We know the fact that the number $I(x)$ of ideals $\mathfrak{a}$ with $N(\mathfrak{a})\leq x$ is
$$
I(x)=cx + O(x^{1-\frac{1}{d}}),
$$
where $c=c(K)$ is positive constant and d is a positive integer greater than 1.
Using this fact and the Abel's summation formula, I want to obtain the meromorphic continuation of the Dedekind zeta function for all $s$ with $\sigma > 1 - \frac{1}{d}$.

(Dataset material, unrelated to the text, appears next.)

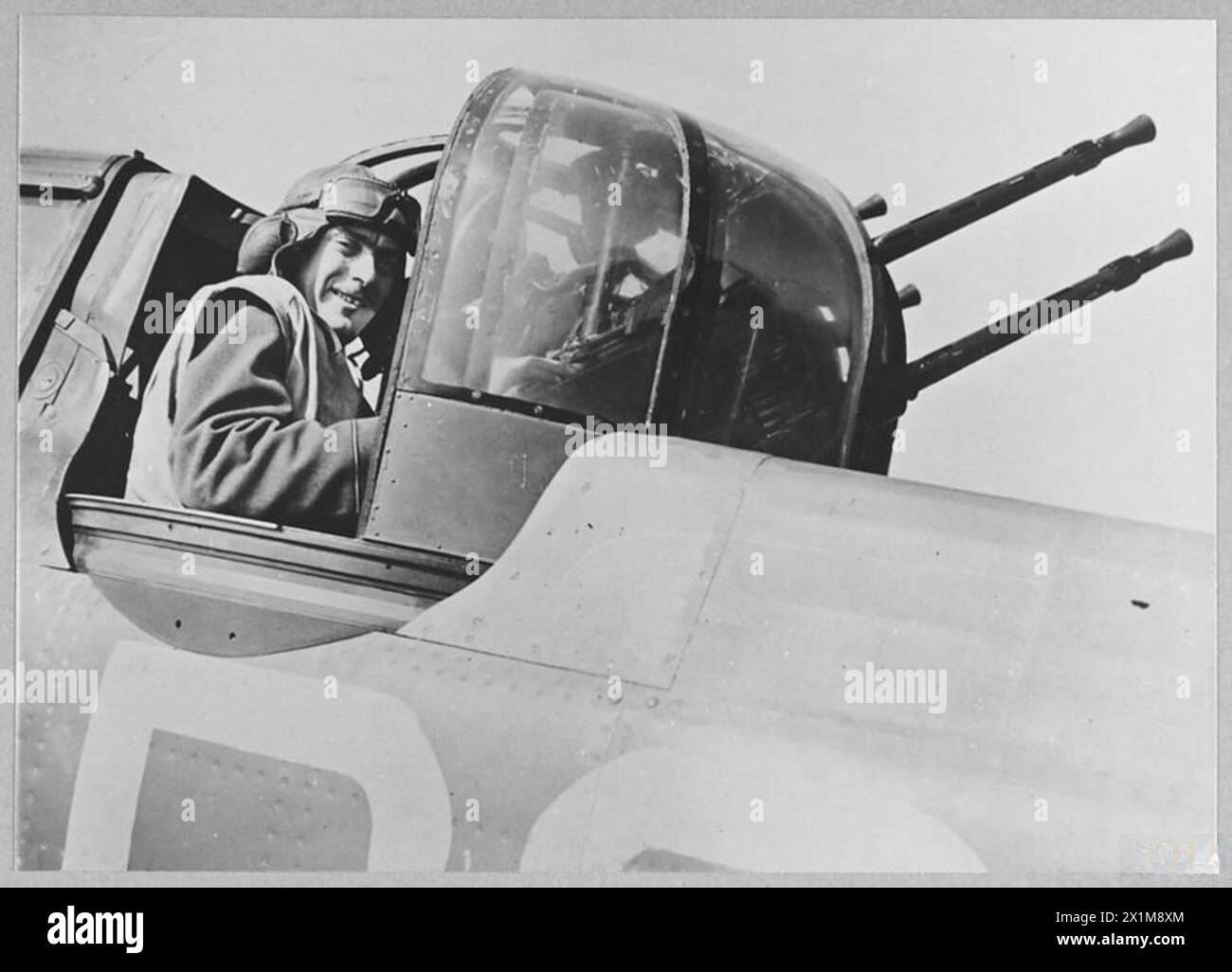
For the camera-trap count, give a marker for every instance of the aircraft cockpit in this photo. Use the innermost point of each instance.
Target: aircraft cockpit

By the Abel's summation formula, I've obtained $$ \sum_{n\leq x}\frac{a(n)}{n^s} = \frac{I(x)}{x^s} + s\int_1^x \frac{I(t)}{t^{s+1}}dt, $$ where $I(x) = cx + O(x^{1 - \frac{1}{d}})$.
Keeping $\sigma > 1$, let $x \longrightarrow \infty$. Then, we have \begin{align} \zeta_K(s) &= s\int_1^{\infty}\frac{I(t)}{t^{s+1}}dt \\ &=cs\int_1^{\infty} \frac{dt}{t^s} + s\int_1^{\infty}\frac{O(t^{1-\frac{1}{d}})}{t^{s+1}}dt \\&= \frac{cs}{s-1}+ s\int_1^{\infty}\frac{O(t^{1-\frac{1}{d}})}{t^{s+1}}dt \end{align}
Since the latter integral is absolutely and uniformly convergent for $\sigma > 1 - 1/d$, we have $$ \zeta_K(s) = \frac{cs}{s-1}+ s\int_1^{\infty}\frac{O(t^{1-\frac{1}{d}})}{t^{s+1}}dt $$ is analytic in the half plane $\sigma > 1 - 1/d$ apart from a simple pole at $s=1$ with residue $c$.